# Help Choosing Wood and Finish for Dining Table



## mstang1988 (Feb 1, 2013)

I've been planning on building a dining table and through accident found a wood and finish my Fiance and I really like. The problem is… it's toasted birch and the wood is difficult to work with (splinters/cracks/splits easily). I've looked at black walnut but because it's steamed at the vendors around here it looks much more washed out then the toasted birch. What wood and finish can I use to get close to the toasted birch? The dark wood in the picture linked is toasted birch in it's natural color.


----------



## Cosmicsniper (Oct 2, 2009)

Use walnut. Trust me.

BTW, I could be wrong about this, but I think "toasted" birch is just a marketing term given to some engineered products or perhaps a stain color.

Walnut finishes to look exactly like that picture. I'd use maple and walnut.


----------



## pintodeluxe (Sep 12, 2010)

Most hardwoods can be stained to that color. White oak is good for tables, especially when it is quartersawn. 
A walnut gel stain should do the trick. Just steer clear of cherry if you plan to use an oil base stain.

Walnut is that color naturally.


----------



## Cosmicsniper (Oct 2, 2009)

No doubt, Willie. But I wouldn't stain it…that just leads to problems, especially since the two woods are adjacent to each other. You'd certainly want something naturally dark, hence the walnut recommendation.

It's not so much of "Can I do this?" but rather one of "Should I do this?"


----------



## mstang1988 (Feb 1, 2013)

In my experience Walnut hasn't been as dark. I think this picture better shows the color. I'll see if I can pickup some black walnut the next time I'm out and take a side-by-side snapshot. I would say the toasted birch is even darker then Peruvian Walnut (which is darker then American Walnut). If somebody has 8/4 Peruvian Walnut I would give it a try but haven't seen reasonable prices.


----------



## inchanga (Aug 13, 2012)

A combination of black walnut and white oak or maple would give you the contrast you need and produce a supereb finish. I don't understand why your wood vendor is steaming the walnut…


----------



## Tennessee (Jul 8, 2011)

First off, "toasted" is a method that some guitar builders are starting to do to their necks, especially maple necks. Toasting is an oven process where the wood is stabilized with high and dry heat. It actually "toasts" the wood, hence the term "toasted". It is so hot, the wood darkens. Paul Reed Smith, the third largest builder in this country is using it a lot.
The wood comes out as you describe, hard, brittle, not receptive to much of anything. But for a guitar neck already shaped, this is ideal, as it hardens the wood and allows the wood to better support the strong pull of the strings with the help of the truss rod inside. Also, over time, temp and humidity, much less movement.
This is the first time I have seen it applied to plank wood, but I guess it makes sense if you don't want anything to move.
The big thing with toasted wood is it becomes really hard to stain it, since the wood has been pretty much hardened and tight. I think you might get away with a decent oil stain on the lighter wood, or a gel stain as suggested above. 
One thing, you should not have to worry about movement of the the toasted wood.


----------



## ClintSearl (Dec 8, 2011)

Most commercially kiln dried walnut is steamed as part of the process to make the color, especially sapwood, more uniform with the heartwood..


----------



## mstang1988 (Feb 1, 2013)

Perhaps I confused you guys, re-reading my post I can understand why; I'm not looking to make that exact table. I'm looking to make something similar to http://www.littlejackhorners.com/images/examples/customtable.jpg but with wood and a finish close to the toasted birch. Walnut in the store isn't nearly as dark and seems to have a less uniform color. I'm looking for the uniform color and the dark/richness. I'm sure it can be done with a stain, just trying to figure out exactly how to do it.


----------



## huff (May 28, 2009)

If you like the look of walnut but would like it more even and darker then you could do a toner in the finish for the walnut part of the project.

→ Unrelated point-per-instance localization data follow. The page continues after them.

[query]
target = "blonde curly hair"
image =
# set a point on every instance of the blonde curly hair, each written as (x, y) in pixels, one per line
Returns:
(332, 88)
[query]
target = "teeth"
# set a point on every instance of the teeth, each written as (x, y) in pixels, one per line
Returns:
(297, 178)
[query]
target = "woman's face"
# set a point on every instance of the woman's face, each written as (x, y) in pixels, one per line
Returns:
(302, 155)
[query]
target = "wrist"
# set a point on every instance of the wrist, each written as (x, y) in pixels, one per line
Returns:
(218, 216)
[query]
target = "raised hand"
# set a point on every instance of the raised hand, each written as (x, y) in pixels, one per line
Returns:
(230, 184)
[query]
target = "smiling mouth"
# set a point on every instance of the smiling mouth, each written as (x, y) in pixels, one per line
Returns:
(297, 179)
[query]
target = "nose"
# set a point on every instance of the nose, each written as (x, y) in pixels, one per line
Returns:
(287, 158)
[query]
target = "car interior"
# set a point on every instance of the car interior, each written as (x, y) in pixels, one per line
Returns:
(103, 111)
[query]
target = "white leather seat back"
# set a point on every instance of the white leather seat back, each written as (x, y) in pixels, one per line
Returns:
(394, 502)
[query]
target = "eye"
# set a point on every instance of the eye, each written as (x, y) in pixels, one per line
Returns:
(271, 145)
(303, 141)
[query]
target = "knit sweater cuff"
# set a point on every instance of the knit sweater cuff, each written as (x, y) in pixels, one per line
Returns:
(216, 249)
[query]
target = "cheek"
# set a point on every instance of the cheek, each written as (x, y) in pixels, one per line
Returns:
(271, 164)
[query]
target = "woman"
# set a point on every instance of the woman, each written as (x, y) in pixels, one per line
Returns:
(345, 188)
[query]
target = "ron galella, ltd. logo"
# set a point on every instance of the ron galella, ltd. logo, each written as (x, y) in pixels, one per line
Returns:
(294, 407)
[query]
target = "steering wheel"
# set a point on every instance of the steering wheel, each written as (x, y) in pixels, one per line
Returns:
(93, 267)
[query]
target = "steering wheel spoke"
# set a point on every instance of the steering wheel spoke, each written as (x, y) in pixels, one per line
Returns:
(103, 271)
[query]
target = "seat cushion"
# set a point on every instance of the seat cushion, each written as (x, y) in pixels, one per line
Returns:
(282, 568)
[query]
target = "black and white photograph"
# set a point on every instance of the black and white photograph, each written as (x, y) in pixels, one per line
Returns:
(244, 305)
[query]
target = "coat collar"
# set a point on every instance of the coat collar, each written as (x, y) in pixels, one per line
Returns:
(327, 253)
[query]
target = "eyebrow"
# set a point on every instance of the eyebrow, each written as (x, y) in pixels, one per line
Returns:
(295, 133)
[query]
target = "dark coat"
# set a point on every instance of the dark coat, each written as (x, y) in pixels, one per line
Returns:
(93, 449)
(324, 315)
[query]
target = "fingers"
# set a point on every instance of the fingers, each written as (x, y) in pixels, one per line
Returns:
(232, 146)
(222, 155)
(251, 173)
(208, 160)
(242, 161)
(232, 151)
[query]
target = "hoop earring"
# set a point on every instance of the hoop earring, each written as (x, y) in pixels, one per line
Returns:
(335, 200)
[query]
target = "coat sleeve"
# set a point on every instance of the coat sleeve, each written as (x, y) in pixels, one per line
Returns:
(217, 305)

Cosmicsniper can give you more information on that and I think that could be a good way to achieve the look you want from the walnut.

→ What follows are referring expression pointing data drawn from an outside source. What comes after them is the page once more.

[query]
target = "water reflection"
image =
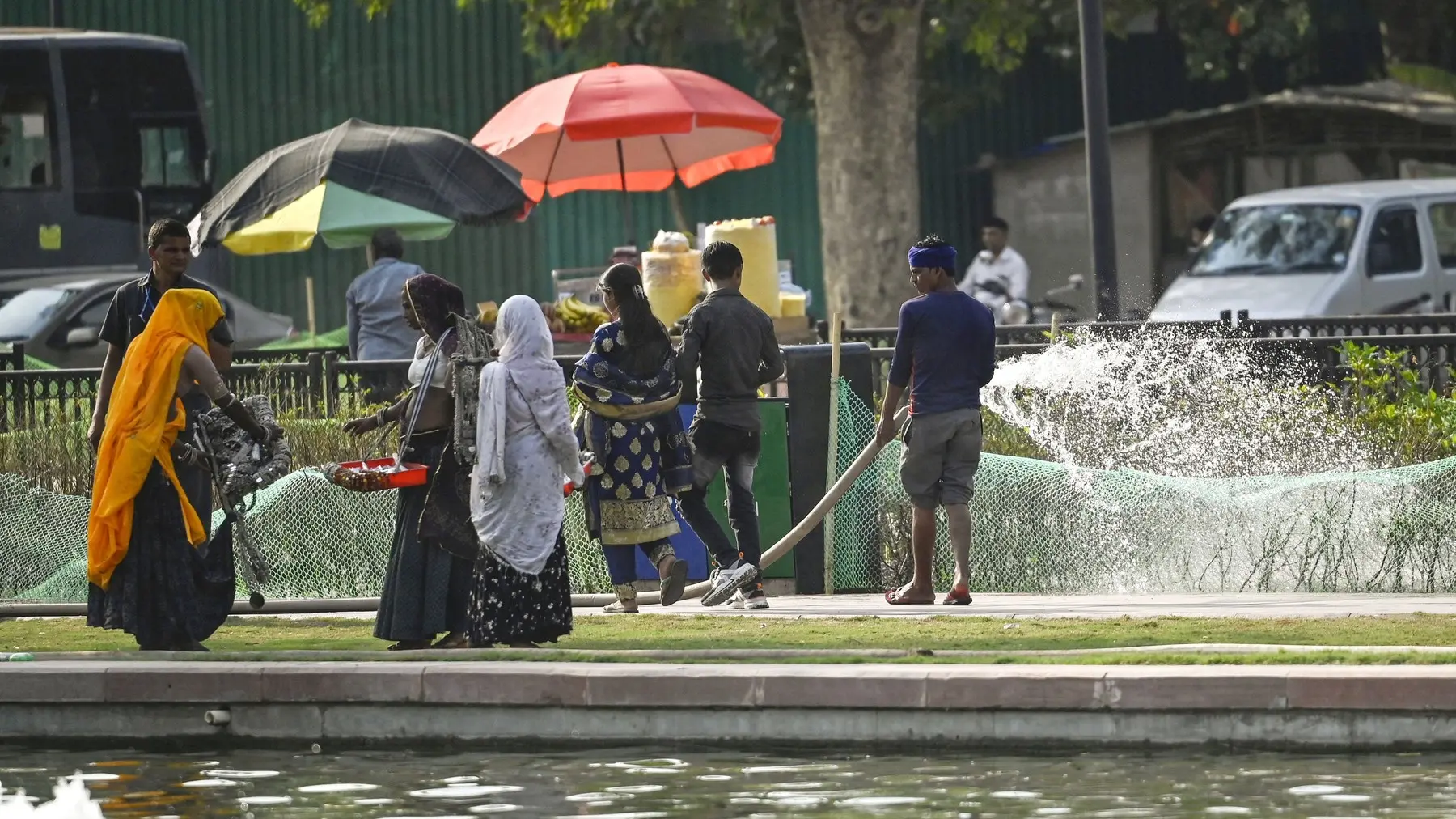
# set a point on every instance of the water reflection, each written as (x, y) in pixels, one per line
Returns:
(647, 784)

If you don't want to stain, but want a darker contrast then walnut you could use Wenge. A couple tables built using Wenge and Curly Maple.


----------



## Cosmicsniper (Oct 2, 2009)

Good point, Paul. I'd forgotten all about that in the context of guitars, but I'm fairly certain that the wood he was referring to isn't actually toasted.

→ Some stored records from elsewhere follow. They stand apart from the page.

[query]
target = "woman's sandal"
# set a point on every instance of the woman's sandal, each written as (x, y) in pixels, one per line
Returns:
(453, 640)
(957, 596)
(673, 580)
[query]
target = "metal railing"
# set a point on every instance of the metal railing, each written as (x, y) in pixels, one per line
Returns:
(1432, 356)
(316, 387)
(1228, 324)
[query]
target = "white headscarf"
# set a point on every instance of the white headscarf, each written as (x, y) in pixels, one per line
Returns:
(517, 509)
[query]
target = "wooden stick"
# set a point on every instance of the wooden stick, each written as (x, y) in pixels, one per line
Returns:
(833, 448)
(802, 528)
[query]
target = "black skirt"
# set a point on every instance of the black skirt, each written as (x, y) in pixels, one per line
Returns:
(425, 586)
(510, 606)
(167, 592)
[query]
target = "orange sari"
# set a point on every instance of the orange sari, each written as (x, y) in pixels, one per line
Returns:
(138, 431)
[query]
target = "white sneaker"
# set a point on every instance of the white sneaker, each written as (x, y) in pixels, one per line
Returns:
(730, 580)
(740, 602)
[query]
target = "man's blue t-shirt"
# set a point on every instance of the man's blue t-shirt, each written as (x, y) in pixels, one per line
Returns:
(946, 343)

@Mstang1988 - Unfinished walnut is pretty dark when applying even the clearest of topcoat finishes. You can get it just about as dark as you want by adding oils, dyes, or stains. Color variation can vary from board to board. It's not hard to pick a board quite uniform in that regard, even one that's pretty dark to begin with. My favorite qualit of walnt is the depth of finish. Even straight lacquer topcoat can provide incredible chaytoyance, much more than any birch you can imagine.


----------



## mstang1988 (Feb 1, 2013)

Thanks guys! I'll make a few test runs with Walnut and see what i can do.


----------